Gutteridge died in 1942 and also in 1942, Haskins retired, leaving Geoffrey Davey as the only original principal of the company.

== Family and later life ==
Haskins had met Dorothy Stanisland in New Zealand, before he came to Australia. For three years he returned on his annual leave to see her, before the couple were married in Sydney in 1913. Their homes followed Haskins' jobs, including seven years living in a 'comfortable bungalow' in the temporary town at the Avon dam construction site. Four of their six children survived childhood: John (1917–1992), Geoffrey (b.1922), Phillip (b.1924), and Janet (b.1934). Their first child, a daughter, was stillborn at eight months, following a motor accident, and an infant daughter, Betty, died after catching poliomyelitis.

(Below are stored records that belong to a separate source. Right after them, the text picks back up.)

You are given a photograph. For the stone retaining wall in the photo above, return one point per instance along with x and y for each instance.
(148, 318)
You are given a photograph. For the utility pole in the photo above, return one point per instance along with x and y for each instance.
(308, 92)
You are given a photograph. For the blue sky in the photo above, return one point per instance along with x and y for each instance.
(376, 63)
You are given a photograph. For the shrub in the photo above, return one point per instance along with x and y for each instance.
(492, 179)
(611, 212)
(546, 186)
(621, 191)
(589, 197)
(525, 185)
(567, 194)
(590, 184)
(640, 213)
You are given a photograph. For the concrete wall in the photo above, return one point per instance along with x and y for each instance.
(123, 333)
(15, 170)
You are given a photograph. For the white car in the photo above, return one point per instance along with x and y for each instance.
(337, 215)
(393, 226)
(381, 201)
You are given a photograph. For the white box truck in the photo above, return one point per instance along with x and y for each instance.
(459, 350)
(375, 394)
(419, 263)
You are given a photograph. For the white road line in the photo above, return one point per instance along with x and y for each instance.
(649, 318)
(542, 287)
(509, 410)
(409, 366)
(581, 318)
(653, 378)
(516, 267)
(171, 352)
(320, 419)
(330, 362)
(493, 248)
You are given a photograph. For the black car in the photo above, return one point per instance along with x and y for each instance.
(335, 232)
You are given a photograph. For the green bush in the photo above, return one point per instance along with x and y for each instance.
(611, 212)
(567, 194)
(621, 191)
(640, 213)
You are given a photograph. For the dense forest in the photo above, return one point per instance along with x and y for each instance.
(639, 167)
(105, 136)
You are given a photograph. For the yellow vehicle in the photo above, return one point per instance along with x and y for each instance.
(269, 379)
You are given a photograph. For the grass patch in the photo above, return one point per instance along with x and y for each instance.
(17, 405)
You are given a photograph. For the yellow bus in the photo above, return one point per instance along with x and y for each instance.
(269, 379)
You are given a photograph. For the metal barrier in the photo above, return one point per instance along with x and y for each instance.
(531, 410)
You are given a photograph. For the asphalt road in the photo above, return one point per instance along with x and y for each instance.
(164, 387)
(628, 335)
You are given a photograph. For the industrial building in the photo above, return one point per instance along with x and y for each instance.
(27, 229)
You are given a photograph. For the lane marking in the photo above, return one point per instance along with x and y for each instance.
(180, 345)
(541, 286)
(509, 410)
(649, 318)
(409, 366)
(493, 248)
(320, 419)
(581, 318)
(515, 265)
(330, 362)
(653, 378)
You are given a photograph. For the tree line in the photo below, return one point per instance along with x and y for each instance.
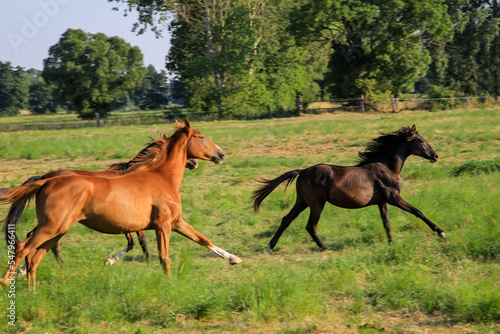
(234, 56)
(87, 73)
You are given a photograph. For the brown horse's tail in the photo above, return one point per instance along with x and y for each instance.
(19, 197)
(269, 185)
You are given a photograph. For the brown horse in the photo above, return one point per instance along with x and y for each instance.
(374, 180)
(147, 199)
(16, 210)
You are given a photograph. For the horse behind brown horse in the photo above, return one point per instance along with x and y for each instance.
(147, 199)
(373, 181)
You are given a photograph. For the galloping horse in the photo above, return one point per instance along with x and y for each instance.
(16, 210)
(147, 199)
(374, 180)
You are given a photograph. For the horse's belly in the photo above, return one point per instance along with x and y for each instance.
(118, 225)
(351, 198)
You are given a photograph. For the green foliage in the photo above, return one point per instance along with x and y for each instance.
(13, 89)
(152, 93)
(467, 61)
(477, 167)
(253, 61)
(42, 98)
(377, 46)
(93, 72)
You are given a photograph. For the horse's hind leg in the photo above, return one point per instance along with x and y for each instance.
(56, 250)
(300, 205)
(23, 249)
(385, 220)
(130, 245)
(143, 243)
(34, 260)
(163, 239)
(183, 228)
(316, 209)
(402, 204)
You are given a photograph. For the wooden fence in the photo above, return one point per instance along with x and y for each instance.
(115, 120)
(330, 105)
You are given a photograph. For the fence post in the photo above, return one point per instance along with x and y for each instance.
(394, 103)
(97, 119)
(298, 106)
(269, 111)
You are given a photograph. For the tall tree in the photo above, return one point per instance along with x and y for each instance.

After Haskins retirement, in 1942, the couple moved to a property known as 'Clear Hills', at Duckmaloi near Oberon, where they became well-respected members of the rural community. Their eldest son, John, became a prisoner-of-war of the Japanese, and the couple had no news of his fate for three years. During that time, the farm was worked with the assistance of six Italian prisoners-of-war, who were treated well by the Haskins family. Haskins was to live long enough to see his son return from captivity, in September 1945, but was in poor health by 1946.

== Death and legacy ==
Haskins died on 21 November 1946, following an operation at the Mater Hospital in North Sydney.

Dorothy Haskins died in 1985, severing the last connection between the original principals and the company that they founded. No longer known as Gutteridge, Haskins and Davey, the GHD Group is now a global professional services practice, owned by its employees. The "H' in its newer name is from Haskins.

Many of the water supply and sewerage projects that Haskins' efforts advanced still operate today—notably the Avon Dam, the Nepean Dam, the Woronora Dam, the Potts Hill pressure tunnel, and many towns' water and sewerage systems—and have been of lasting value to their communities.